When prayed faithfully, parts I and II, as stated before, will lead to the emptying out of the soul of the two biggest things that clutter it up and keep the believer from being totally attached to God, desire and fear of earthly things. Fleshly desires choke out the soul like the thorns of Jesus’s Parable of the Sower (Matthew 13:7), and fears of not preserving the things of this world keep it from completing the painful work of rising out from that which suffocates it. In our spiritual lives, we should all strive to empty out ourselves of everything thing keeps us away from loving God and loving others for their salvation, and ask Him to replenish our souls with nothing but His Grace to help build up within us lively sentiments of faith, hope, and charity so that we might become worthy of the promises of Christ. From every thing that is opposite to these noble things, let us ask Jesus to deliver us!

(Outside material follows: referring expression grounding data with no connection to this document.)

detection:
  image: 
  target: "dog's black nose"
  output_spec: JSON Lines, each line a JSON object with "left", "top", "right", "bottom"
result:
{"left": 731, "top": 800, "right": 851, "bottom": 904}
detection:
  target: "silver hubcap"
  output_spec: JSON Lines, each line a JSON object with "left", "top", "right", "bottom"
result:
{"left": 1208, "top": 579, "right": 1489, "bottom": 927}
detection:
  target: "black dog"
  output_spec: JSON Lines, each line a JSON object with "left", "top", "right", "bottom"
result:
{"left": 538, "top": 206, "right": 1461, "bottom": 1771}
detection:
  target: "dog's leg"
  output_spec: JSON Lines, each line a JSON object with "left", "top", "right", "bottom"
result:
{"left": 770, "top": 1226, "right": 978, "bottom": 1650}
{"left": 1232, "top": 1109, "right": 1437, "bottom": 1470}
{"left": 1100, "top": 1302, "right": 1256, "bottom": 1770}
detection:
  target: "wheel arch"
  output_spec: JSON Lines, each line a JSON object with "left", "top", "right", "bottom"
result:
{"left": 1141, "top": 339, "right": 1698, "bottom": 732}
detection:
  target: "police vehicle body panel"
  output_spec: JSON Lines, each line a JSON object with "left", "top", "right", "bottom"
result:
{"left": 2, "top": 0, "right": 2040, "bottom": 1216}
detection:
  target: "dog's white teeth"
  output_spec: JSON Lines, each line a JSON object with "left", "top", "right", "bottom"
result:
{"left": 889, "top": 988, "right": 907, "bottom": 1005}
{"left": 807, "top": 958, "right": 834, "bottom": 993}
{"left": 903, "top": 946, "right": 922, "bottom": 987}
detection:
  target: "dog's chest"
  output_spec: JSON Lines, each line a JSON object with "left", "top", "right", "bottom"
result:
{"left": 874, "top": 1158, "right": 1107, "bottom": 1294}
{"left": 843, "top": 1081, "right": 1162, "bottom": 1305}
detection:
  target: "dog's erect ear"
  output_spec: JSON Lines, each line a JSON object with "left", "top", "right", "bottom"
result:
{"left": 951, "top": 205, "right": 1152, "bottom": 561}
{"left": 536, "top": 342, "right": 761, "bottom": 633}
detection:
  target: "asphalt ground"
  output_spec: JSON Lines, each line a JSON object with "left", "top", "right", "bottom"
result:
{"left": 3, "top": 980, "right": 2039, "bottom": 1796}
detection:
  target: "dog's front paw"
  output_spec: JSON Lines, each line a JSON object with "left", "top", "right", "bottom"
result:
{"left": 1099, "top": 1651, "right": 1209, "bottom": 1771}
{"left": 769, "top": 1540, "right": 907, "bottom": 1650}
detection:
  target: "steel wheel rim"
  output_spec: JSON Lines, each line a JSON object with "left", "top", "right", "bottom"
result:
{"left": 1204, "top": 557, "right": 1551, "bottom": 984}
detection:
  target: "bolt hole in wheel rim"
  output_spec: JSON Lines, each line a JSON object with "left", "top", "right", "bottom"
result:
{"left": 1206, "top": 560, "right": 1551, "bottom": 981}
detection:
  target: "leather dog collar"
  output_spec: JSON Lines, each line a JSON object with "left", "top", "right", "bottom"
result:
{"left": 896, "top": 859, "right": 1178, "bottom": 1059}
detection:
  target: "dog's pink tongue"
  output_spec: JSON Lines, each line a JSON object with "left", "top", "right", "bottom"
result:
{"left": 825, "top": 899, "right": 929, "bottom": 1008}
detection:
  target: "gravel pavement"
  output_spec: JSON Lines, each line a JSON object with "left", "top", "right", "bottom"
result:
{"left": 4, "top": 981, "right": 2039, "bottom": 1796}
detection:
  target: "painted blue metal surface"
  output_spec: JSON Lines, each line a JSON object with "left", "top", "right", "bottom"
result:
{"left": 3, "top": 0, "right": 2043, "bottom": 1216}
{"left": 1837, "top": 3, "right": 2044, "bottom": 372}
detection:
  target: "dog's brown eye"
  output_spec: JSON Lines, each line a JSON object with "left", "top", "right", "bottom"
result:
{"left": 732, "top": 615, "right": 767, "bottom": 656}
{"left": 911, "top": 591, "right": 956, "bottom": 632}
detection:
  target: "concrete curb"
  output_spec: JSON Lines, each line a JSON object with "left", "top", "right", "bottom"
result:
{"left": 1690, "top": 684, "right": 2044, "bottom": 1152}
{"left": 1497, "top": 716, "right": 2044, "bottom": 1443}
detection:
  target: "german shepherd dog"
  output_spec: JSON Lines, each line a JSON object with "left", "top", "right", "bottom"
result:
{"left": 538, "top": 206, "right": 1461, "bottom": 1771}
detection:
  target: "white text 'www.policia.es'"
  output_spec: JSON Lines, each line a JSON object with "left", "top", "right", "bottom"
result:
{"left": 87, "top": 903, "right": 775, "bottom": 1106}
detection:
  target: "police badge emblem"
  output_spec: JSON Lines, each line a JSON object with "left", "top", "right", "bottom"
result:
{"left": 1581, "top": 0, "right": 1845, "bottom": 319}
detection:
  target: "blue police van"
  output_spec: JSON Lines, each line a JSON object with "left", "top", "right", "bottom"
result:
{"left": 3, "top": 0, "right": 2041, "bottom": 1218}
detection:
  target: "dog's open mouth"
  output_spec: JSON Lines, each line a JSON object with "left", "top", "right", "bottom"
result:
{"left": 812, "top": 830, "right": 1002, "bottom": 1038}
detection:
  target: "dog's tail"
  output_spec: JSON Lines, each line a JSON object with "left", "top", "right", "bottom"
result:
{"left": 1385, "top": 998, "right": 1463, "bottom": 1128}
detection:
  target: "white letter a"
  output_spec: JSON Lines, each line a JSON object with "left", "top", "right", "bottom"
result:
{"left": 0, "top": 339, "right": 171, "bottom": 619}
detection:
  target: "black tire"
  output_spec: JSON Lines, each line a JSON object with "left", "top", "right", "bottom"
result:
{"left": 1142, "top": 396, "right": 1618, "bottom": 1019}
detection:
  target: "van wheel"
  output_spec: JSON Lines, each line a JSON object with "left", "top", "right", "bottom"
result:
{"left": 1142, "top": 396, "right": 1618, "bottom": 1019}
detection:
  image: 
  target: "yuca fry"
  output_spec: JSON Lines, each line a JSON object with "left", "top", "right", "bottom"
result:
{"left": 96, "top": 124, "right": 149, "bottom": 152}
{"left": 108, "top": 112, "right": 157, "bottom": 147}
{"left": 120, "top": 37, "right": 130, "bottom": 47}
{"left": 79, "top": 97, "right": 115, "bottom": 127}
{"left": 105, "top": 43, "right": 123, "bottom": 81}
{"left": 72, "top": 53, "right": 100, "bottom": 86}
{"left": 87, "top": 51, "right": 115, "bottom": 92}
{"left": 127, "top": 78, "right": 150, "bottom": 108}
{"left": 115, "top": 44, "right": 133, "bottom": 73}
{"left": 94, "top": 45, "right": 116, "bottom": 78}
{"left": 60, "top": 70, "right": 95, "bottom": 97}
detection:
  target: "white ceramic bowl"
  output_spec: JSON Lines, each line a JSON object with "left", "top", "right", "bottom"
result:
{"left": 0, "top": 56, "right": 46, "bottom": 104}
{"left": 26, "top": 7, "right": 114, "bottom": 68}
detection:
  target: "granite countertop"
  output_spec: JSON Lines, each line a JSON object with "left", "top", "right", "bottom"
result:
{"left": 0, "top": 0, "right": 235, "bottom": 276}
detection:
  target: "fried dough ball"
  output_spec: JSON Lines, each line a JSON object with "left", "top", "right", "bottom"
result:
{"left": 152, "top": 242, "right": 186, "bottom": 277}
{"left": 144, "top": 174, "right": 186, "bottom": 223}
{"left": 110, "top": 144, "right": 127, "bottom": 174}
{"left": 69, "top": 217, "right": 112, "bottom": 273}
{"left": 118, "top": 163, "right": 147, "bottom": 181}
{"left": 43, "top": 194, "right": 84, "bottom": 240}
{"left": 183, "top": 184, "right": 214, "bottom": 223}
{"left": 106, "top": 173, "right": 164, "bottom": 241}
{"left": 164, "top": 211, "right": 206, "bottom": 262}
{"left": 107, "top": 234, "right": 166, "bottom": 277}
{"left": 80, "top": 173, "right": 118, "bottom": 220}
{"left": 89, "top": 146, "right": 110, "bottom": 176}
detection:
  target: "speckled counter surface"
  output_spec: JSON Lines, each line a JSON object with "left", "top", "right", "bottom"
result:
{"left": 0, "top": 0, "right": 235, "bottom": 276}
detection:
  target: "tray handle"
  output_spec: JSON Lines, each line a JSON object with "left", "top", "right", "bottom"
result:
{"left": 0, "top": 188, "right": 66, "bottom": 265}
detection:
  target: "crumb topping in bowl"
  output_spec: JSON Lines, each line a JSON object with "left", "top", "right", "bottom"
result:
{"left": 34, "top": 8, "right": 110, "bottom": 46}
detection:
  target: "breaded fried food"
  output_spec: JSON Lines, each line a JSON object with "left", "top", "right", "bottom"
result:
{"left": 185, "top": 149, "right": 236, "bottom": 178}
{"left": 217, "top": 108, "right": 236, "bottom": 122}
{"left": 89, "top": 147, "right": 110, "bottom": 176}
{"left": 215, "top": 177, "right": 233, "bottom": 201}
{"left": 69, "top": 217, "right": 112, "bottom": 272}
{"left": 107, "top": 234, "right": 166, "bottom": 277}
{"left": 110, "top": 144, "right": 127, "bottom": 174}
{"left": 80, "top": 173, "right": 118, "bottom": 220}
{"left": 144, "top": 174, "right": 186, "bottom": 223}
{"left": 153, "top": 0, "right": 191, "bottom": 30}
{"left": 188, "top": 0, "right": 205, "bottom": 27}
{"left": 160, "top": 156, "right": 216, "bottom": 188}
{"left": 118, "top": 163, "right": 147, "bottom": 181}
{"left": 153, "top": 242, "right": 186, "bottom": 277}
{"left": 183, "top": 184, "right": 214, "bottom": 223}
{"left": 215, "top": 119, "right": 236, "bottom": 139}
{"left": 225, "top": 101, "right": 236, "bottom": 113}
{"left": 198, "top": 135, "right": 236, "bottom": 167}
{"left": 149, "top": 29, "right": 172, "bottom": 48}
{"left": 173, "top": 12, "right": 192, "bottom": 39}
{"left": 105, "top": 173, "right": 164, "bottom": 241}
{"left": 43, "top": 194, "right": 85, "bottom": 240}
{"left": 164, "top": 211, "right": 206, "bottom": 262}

Part III: “That others may be (loved, esteemed, etc. more than I), Jesus, grant me the grace to desire it.”
Commentary: Now we are ready. We have been emptied out. We have given up our “claims” to fame among men. Let others have them. Let others receive them. We leave them up for the taking. We do not desire them any longer. We have also given up all our fears that they may no longer keep us from becoming the mocked and ridiculed “fools for Christ” we should properly be (1 Corinthians 4:10). It was not easy to let things go because we often want to be lauded, and we hate to be afraid. Now, we come to the last part of the prayer, which explicitly requests that others be preferred in the world over us. If any praise, recognition, or awards do come our way, we will accept them humbly, but we will not pine for them insistently because we know earthly honors will not ultimately fulfill us. However, though it is easy to imagine this being a relinquishing of earthly praise and honors, this part could also apply to the spiritual life as the prayer goes on to request that others become holier provided the believer only becomes as holy as God desires them to be in this life and the next. For we know that some Saints have achieved greater levels of holiness than others while on earth and rank more highly in heaven. Think of the Blessed Mary being the Mother of God and St. Joseph being her earthly spouse and the foster father of the Lord Himself vs. the other noble Saints; obliviously these two would be the two most holy persons in heaven besides the Trinity of course because of their close relationship and work for Jesus in the Divine Plan. In addition, think of St. John the Baptist being the greatest of all the prophet-saints because he was the Forerunner to Our Lord, the Messiah. However, even with these ranks of holiness, there is neither fighting nor envy in heaven because all received precisely the same prize, the Beatific Vision, God Himself Who satisfies every desire, hope, and existence perfectly. This is the model we all have to keep in mind when we come across this part of the Litany, which end the whole prayer. Finally, I have found in praying this devotion that it is when we begin to let go our preoccupations with wanting to be liked (while not condemning honors if we receive them) and working to overcome fears for the sake of the Gospel that we become more free because we begin the next step to attaching ourselves to the God Who is Freedom itself.